You know, I even applied myself. After working in the NDIS space for four years I decided to apply myself. I went online, answered their access questions, went through the steps and finally they acknowledged that I probably meet access and told me to call the 1300 number. I looked all over the page to see if there was another option for people with communication issues or hearing loss and their were none. No online text chat feature (They have a robot one that is apparently hilarious,) There is no email. There is nothing except the phone number. This is the NDIS. Australia’s premier disability support program, hardly accessible itself.

The website thus us that, ” If you need help filling in the form or making the call, you can contact your Local Area Coordinator, Early Childhood Early Intervention partner or your contact your local NDIA office.” GREEEAAAAT, perhaps not. You see the organisation I worked for could only help you fill in the front page.
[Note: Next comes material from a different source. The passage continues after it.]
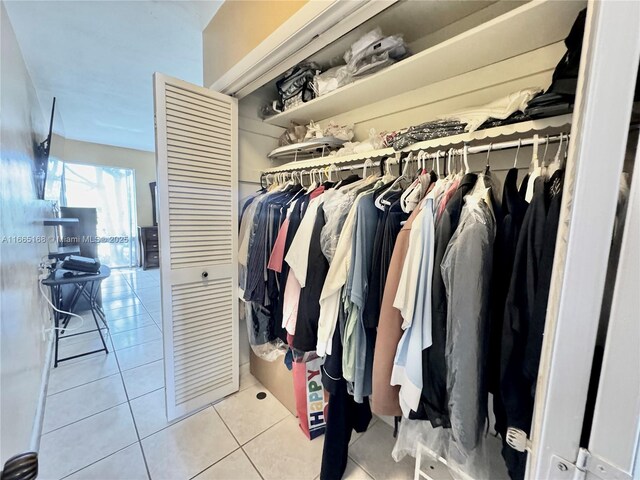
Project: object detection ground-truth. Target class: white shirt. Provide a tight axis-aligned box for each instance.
[316,195,361,357]
[284,195,324,288]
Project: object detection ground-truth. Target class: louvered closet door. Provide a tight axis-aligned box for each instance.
[154,73,239,420]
We would then give them the form and tell them to go see their Doctor and provide all the evidence required to meet access. This was because the organisation didn’t want any legal responsibility for the application or to get blame if all went arse up.

I am told from reliable sources that there are some LAC organisations that won’t deal with access requests at all. Apparently, if you have a disability and walk into the office or call them they ask if you have an NDIS number. If you do not have an NDIS number they send you away and say come back when you have one. When challenged they say they are unable to assist with access requests forms and only assist once a person has been allocated an NDIS number.

The NDIS website says to go in. You go in and some won’t help until you have a number. You can’t get a number until you meet access. You can’t meet access until you send in your form. If you can’t understand the form or the process what do you do? If the LAC organisation won’t help who does?

Apparently some disability organisations might be able to assist but not everyone fits within their remit. There are advocacy groups that help with appeals but they are not funded to help with dealing with the access steps. What happens if upon don’t live near a LAC  or NDIS office? What happens if you are immobile and can’t get out and about much because – You need the NDIS funding to do that? What happens if you are from a CALD background and, god forbid, can’t even read what’s on the website. What happens if you have an intellectual disability and literacy issues and no support? Well for many you are just simply fucked. There are many, many people in this boat!

And that is the system we are dealing with. Australia’s premier disability program virtually in accessible for many right at the entry point. Don’t get me started about plan implementation for those that actually have a plan … That’s a novel in the waiting!

Feel free to scream with me.  Common NDIS, you have to do better. Make your system accessible!

PS: For the record, I rang the 1300 number for an access request form. I was promised one in 14 days. Four weeks later I am still waiting!